Bright Food Buys 60% of U.K. Cereal-Maker Weetabix

May 03, 2012

Weetabix, which was founded in 1932, currently employs about 2,000 people and sells its products in more than 80 countries, according to its website. Photographer: Jason Alden/Bloomberg

Weetabix, which was founded in 1932, currently employs about 2,000 people and sells its products in more than 80 countries, according to its website. Photographer: Jason Alden/Bloomberg

Bright Food Group Co., China’s second- largest food company, agreed to buy a 60 percent stake in British cereal maker Weetabix Ltd. from private equity firm Lion Capital LLP as part of a drive to increase overseas sales.

The deal values the maker of Ready Brek and Alpen cereals at about 1.2 billion pounds ($1.9 billion), the Chinese company said in a statement yesterday, without providing details.

Bright Food, backed by the Shanghai government, has been seeking foreign acquisitions and last year agreed to buy 75 percent of Australia’s Manassen Foods from Champ Private Equity. Chairman Wang Zongnan said in a February interview that he expects to make one to two overseas deals this year in the sugar, dairy, wine and casual food industries.

“It makes sense for Bright Food to take a majority stake in Weetabix and it is in line with the company’s long time ambition to become a world class foodmaker,” Olive Xia, an analyst at Core Pacific Yamaichi in Shanghai, said by phone. “Weetabix would benefit from Bright Food’s vast distribution network across the country.”

Missed Deals

Bright Food, which has interests that span food and beverage, farming and retailing, lost to General Mills Inc. for a stake in French yogurt maker Yoplait last year and was outbid by Wilmar International Ltd. (WIL) for CSR Ltd. (CSR)’s sugar unit, Australia’s largest producer in 2010.

The Chinese company and its subsidiaries make candy, dairy products, alcohol, canned meats and operate a taxi company in Shanghai. The company doesn’t currently make cereal and will expand the Weetabix brands in China and overseas, spokesman Pan Jianjun said by phone.

“We’ll be focusing on bringing Weetabix’s products to the rest of the world,” Wang said in yesterday’s statement.

Weetabix, which was founded in 1932, currently employs about 2,000 people and sells its products in more than 80 countries, according to its website.

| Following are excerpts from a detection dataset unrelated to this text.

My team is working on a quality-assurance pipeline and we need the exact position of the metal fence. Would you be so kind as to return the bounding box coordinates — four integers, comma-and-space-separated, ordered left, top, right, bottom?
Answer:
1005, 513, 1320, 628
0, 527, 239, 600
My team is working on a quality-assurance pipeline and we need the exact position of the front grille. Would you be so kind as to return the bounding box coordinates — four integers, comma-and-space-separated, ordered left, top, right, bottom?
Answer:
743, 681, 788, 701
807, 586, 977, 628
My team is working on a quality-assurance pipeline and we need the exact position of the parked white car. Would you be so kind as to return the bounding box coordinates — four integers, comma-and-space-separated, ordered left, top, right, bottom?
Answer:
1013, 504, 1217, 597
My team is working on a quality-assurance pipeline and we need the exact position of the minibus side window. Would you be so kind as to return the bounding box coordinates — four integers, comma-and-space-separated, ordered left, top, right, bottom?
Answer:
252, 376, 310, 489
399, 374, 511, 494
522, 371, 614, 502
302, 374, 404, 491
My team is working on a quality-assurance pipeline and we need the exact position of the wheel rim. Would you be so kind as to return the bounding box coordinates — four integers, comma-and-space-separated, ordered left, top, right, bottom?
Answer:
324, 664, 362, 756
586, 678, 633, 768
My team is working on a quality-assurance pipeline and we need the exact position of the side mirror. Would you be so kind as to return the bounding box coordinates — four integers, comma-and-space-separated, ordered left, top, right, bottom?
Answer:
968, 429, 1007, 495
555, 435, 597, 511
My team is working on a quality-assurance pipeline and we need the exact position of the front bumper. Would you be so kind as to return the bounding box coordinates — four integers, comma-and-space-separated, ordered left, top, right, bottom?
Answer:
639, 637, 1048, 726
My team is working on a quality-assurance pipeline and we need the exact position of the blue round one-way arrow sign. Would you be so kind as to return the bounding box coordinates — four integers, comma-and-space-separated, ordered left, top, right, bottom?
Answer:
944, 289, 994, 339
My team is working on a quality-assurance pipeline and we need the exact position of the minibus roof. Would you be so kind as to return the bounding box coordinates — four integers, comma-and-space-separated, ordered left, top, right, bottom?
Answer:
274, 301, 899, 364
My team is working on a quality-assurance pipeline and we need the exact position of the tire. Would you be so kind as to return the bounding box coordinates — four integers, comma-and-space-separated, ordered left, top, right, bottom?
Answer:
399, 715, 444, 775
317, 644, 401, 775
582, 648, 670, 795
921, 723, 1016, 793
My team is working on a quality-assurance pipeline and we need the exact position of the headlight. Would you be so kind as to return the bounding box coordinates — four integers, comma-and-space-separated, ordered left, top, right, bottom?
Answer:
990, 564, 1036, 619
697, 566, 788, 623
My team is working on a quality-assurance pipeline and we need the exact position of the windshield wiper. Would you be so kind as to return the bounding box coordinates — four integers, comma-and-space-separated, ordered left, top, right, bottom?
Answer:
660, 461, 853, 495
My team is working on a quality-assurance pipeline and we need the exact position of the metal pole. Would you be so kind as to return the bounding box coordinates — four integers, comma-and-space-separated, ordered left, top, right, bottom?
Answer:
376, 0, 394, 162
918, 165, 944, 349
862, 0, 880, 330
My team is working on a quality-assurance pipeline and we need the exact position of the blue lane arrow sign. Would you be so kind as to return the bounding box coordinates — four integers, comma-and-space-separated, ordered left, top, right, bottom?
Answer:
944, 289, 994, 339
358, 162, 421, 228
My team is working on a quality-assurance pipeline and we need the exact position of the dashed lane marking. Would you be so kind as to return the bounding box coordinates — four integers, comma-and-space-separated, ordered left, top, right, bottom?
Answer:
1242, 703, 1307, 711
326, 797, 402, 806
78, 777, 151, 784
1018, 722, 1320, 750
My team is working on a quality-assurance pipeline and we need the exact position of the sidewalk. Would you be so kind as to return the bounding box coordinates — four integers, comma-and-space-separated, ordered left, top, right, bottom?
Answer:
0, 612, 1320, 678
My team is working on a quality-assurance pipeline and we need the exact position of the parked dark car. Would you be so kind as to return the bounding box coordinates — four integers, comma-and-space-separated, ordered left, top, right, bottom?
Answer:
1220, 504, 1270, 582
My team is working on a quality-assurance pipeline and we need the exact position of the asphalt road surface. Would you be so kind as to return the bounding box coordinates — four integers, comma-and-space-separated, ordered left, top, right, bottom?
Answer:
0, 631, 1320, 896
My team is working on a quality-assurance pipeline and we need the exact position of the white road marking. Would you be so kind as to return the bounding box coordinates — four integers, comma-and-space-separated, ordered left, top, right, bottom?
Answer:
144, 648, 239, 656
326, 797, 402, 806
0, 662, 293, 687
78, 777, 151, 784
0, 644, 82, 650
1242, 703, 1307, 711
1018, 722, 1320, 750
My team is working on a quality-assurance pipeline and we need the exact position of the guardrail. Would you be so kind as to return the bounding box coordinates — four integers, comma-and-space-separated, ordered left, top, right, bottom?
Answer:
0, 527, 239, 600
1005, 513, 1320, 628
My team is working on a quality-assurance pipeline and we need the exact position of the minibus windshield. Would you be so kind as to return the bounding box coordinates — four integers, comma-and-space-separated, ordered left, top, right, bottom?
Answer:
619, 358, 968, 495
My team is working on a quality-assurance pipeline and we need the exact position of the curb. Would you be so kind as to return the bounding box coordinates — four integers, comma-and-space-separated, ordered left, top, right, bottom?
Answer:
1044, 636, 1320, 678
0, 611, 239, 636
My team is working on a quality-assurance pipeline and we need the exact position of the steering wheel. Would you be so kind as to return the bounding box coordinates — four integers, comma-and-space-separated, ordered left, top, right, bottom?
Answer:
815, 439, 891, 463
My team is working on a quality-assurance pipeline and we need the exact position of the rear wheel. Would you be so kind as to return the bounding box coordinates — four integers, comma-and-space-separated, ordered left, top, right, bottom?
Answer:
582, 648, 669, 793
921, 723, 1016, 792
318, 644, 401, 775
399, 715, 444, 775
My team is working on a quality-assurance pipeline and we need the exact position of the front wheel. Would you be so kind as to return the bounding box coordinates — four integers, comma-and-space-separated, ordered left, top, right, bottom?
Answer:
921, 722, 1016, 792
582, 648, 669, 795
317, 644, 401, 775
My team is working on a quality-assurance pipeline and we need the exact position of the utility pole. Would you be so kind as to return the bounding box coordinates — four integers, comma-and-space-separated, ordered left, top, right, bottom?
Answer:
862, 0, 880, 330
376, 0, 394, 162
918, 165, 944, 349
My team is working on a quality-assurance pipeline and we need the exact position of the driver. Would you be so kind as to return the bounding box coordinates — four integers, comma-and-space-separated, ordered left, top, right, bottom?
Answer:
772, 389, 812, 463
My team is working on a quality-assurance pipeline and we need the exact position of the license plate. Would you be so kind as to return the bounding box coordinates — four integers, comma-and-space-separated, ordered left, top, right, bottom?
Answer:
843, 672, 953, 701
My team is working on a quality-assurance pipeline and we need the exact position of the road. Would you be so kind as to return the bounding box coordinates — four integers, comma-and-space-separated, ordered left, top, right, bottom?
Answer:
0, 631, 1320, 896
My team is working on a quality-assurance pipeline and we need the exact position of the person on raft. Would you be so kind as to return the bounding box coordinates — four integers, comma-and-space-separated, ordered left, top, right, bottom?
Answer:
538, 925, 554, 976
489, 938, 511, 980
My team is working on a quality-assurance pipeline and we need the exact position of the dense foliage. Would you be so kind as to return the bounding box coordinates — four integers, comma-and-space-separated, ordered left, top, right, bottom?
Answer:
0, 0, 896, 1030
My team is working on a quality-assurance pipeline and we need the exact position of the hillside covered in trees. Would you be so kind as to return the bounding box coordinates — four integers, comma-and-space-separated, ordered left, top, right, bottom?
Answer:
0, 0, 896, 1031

In 2004, a unit of Lion Capital, a London-based private-equity firm focused on consumer brands, acquired all of the issued share capital of Weetabix, the website shows.

Lion Capital, which manages a 1.5 billion-euro ($2 billion) fund, this week entered into exclusive talks to buy French eyeglass retailer Alain Afflelou for about 800 million euros.

Weetabix Chief Executive Officer Giles Turrell said, in a separate statement, there are “substantial opportunities to further grow the business internationally, in North America, Asia and beyond.” In 2010, the British company’s share of the breakfast cereals market was 1.8 percent worldwide and 9.6 percent in Hong Kong and China, according to data from Euromonitor International.

Shanghai-based Bright Food plans to increase sales from outside China to as much as 30 percent of revenue in five years from 5 percent, Wang said in an interview last year.